Pourquoi est-ce crucial ? Les jurys et reviewers y sont de plus en plus attentifs. La crise de la reproductibilité a ébranlé la communauté scientifique. On vous demandera de prouver que vos résultats ne sont pas un artefact.
Si vous ne pouvez pas reproduire vos propres résultats trois mois après les avoir obtenus, comment quelqu’un d’autre le pourrait-il ?
Les trois piliers d’une analyse reproductible :
- Versionnage du code : Git et GitHub/GitLab tracent chaque modification
- Environnements figés : renv (R) ou conda (Python) pour figer les dépendances
- Notebooks reproductibles : R Markdown, Jupyter, Quarto combinent code et résultats
📚 Référence incontournable : The Turing Way — Guide for Reproducible Research est la bible de la reproductibilité. Gratuit, collaboratif, régulièrement mis à jour.
Pour une méthodologie complète, découvrez notre guide sur le pipeline reproductible d’analyse qualitative avec IA.
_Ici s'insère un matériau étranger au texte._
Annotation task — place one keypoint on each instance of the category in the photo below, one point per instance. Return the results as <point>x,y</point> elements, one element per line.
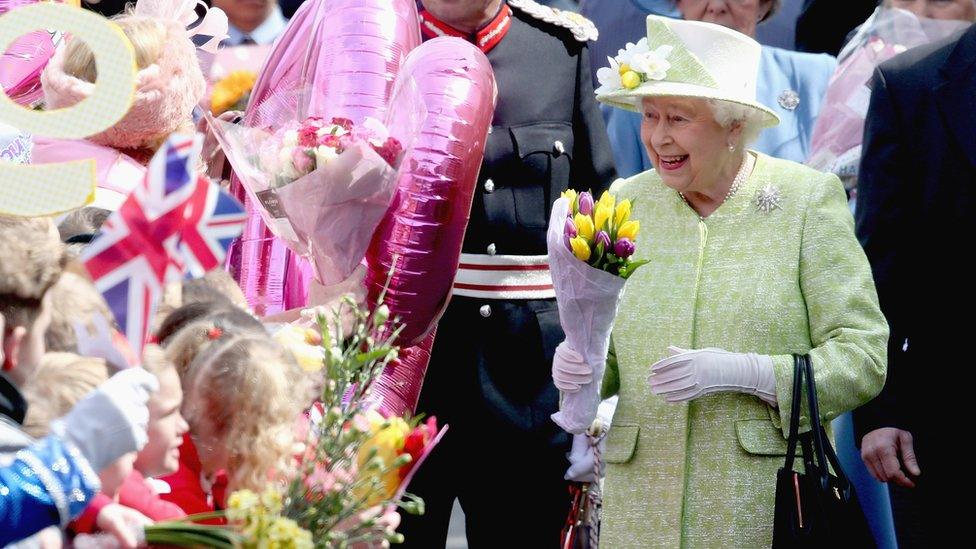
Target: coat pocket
<point>621,443</point>
<point>760,437</point>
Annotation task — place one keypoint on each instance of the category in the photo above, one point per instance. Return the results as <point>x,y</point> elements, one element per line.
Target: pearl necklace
<point>744,170</point>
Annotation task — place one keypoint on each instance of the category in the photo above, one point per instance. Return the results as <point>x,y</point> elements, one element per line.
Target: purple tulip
<point>569,229</point>
<point>586,203</point>
<point>624,248</point>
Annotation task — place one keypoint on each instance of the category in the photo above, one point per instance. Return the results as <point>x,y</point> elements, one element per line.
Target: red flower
<point>308,137</point>
<point>344,123</point>
<point>331,141</point>
<point>416,443</point>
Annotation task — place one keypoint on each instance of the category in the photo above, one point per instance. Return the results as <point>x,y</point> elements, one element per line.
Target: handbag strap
<point>816,427</point>
<point>798,372</point>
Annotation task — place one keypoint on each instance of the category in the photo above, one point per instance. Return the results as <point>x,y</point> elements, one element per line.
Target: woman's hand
<point>880,450</point>
<point>687,375</point>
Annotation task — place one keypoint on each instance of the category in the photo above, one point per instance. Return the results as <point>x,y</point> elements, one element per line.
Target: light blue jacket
<point>47,483</point>
<point>779,71</point>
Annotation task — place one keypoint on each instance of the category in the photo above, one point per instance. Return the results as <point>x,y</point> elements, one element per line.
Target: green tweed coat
<point>791,280</point>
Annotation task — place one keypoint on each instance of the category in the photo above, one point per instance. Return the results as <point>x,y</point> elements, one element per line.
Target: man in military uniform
<point>489,376</point>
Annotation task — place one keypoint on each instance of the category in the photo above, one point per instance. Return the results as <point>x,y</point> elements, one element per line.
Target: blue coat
<point>779,70</point>
<point>47,484</point>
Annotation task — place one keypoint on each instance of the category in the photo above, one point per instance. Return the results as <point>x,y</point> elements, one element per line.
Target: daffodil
<point>584,226</point>
<point>581,249</point>
<point>630,80</point>
<point>629,230</point>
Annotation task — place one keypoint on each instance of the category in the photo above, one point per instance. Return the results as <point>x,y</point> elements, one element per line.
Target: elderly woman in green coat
<point>751,259</point>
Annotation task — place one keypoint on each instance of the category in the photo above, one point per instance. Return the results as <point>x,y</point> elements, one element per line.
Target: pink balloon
<point>420,238</point>
<point>349,53</point>
<point>398,388</point>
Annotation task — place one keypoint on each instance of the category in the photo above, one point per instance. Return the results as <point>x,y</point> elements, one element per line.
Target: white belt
<point>504,277</point>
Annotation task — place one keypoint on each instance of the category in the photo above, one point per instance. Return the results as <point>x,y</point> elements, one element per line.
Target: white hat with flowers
<point>684,59</point>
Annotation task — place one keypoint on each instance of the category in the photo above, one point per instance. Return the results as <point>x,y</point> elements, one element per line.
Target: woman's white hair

Erreur n°4 : Ignorer les aspects juridiques et éthiques
“C’est juste pour ma thèse, pas besoin de m’embêter avec la paperasse.”
Je comprends. Vraiment. Le RGPD, les formulaires de consentement, les comités d’éthique… tout ça ressemble à de la bureaucratie inutile.
Mais voici la réalité : le RGPD s’applique à TOUTE recherche impliquant des données personnelles. Sans exception. Même pour “juste” une thèse.
Les risques sont réels : invalidation des données par un comité d’éthique, refus de publication par les revues qui vérifient les autorisations, sanctions légales pouvant atteindre 20 millions d’euros. J’ai vu des thèses bloquées pendant des mois parce que les données avaient été collectées sans les autorisations nécessaires.
Le réflexe à adopter : contactez le DPO (Délégué à la Protection des Données) de votre université AVANT de collecter quoi que ce soit. Il est là pour vous aider, pas pour vous bloquer.
Cette erreur mérite un traitement complet. Téléchargez notre checklist RGPD pour collecte de données de thèse.
Erreur n°5 : Faire confiance aveuglément à l’IA
“ChatGPT m’a dit que mes résultats étaient significatifs.”
Cette erreur-là me préoccupe particulièrement. L’IA générative est un outil fantastique — je l’utilise moi-même. Mais l’utiliser pour interpréter vos résultats statistiques ? C’est jouer avec le feu.
L’IA peut inventer des interprétations plausibles mais fausses, amplifier des biais, et surtout : comment documenter “ChatGPT a analysé mes données” dans votre méthodologie ? Les positions des écoles doctorales françaises sont claires : l’usage de l’IA doit être documenté et ne peut se substituer à votre expertise.
Le cadre éthique : l’IA peut vous expliquer un concept statistique ou débugger votre code. Elle ne doit pas décider quel test utiliser à votre place ni interpréter vos résultats sans votre validation critique.
Ce qu’il faut retenir
Ces cinq premières erreurs représentent les pièges les plus fréquents que j’observe chez les doctorants. Les éviter vous place déjà dans le top 20% des thésards en termes de rigueur méthodologique.
La suite de ce guide abordera les erreurs n°6 et n°7, tout aussi cruciales : la confusion entre corrélation et causalité, et la mauvaise gestion des données manquantes.
En attendant, commencez par le premier pas : téléchargez le modèle de PGD du CNRS et structurez vos données. C’est l’investissement le plus rentable que vous ferez pour votre thèse.
Votre analyse de données mérite mieux qu’un bricolage de dernière minute. Elle mérite la rigueur que vous apportez à tout le reste de votre recherche.